DEE Researchers Database Entry

Population Status and Life Histories of Leatherback Sea Turtles
All sea turtle species are either endangered or threatened, and leatherbacks are no exception. Pacific leatherback populations are in worse shape than Atlantic populations, and specific reasons are unknown. But general threats to all sea turtle populations include beach development, illegal egg harvesting, and fishing practices such as shrimp trawling, drift-netting, and long-lining.
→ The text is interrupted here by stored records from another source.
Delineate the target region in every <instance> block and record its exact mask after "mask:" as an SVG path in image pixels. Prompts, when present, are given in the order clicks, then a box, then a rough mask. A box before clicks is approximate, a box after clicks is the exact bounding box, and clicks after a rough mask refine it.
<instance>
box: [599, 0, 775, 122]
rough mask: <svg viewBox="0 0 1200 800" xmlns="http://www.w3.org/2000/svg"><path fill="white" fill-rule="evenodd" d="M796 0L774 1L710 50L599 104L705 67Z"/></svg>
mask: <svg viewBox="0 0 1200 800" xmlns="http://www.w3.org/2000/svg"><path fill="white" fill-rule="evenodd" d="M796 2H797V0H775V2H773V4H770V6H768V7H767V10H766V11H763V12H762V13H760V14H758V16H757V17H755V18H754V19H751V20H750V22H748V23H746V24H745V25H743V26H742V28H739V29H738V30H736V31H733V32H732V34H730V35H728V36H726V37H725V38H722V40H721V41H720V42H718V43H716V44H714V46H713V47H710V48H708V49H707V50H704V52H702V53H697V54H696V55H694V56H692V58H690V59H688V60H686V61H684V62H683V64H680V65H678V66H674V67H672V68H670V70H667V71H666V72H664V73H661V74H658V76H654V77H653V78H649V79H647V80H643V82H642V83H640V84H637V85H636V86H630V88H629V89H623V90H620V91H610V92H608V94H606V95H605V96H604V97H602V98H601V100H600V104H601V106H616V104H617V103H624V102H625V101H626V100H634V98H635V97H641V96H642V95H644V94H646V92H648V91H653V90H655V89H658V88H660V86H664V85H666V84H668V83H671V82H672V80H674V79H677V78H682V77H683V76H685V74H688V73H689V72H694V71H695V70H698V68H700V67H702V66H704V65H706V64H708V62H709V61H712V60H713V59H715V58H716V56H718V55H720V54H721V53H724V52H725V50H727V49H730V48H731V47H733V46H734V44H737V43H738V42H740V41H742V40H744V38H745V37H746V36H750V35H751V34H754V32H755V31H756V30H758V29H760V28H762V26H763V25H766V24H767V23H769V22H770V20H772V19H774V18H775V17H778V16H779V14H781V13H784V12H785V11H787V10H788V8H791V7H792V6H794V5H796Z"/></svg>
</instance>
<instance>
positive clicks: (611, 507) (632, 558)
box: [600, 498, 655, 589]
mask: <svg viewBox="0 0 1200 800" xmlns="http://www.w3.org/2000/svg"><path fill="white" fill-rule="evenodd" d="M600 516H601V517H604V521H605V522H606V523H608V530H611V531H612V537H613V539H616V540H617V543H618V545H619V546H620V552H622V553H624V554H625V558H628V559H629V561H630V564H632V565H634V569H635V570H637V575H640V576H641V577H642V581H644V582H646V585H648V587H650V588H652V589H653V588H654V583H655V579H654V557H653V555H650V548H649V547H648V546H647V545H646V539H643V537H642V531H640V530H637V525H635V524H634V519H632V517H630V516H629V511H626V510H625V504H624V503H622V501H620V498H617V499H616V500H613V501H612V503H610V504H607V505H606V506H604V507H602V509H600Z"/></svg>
As part of a multinational team, we are studying a leatherback sea turtle in Costa Rica to better understand basic life history traits and how anthropological impacts are affecting both population status and life history traits such as reproductive output and hatching success. Two studies that University of St. Thomas undergraduate Kaija Wilson is working on are examining the pattern of nest placement by individual female leatherbacks, and determining the ecological impact of leatherback nest deposition. In the first study, Kaija is asking whether females, who can nest up to ten times in one season, are depositing nests in a scattered, random, or clumped pattern. Understanding pattern of nest placement is important in development management plans in the face of beach development pressures. In the second study, Kaija is studying the transfer of energy between the marine ecosystem (the caloric content of egg deposition) and the terrestrial ecosystem (the caloric remaining energy content transferred to scavengers and predators). These results will help us understand how leatherback sea turtles contribute to a terrestrial community.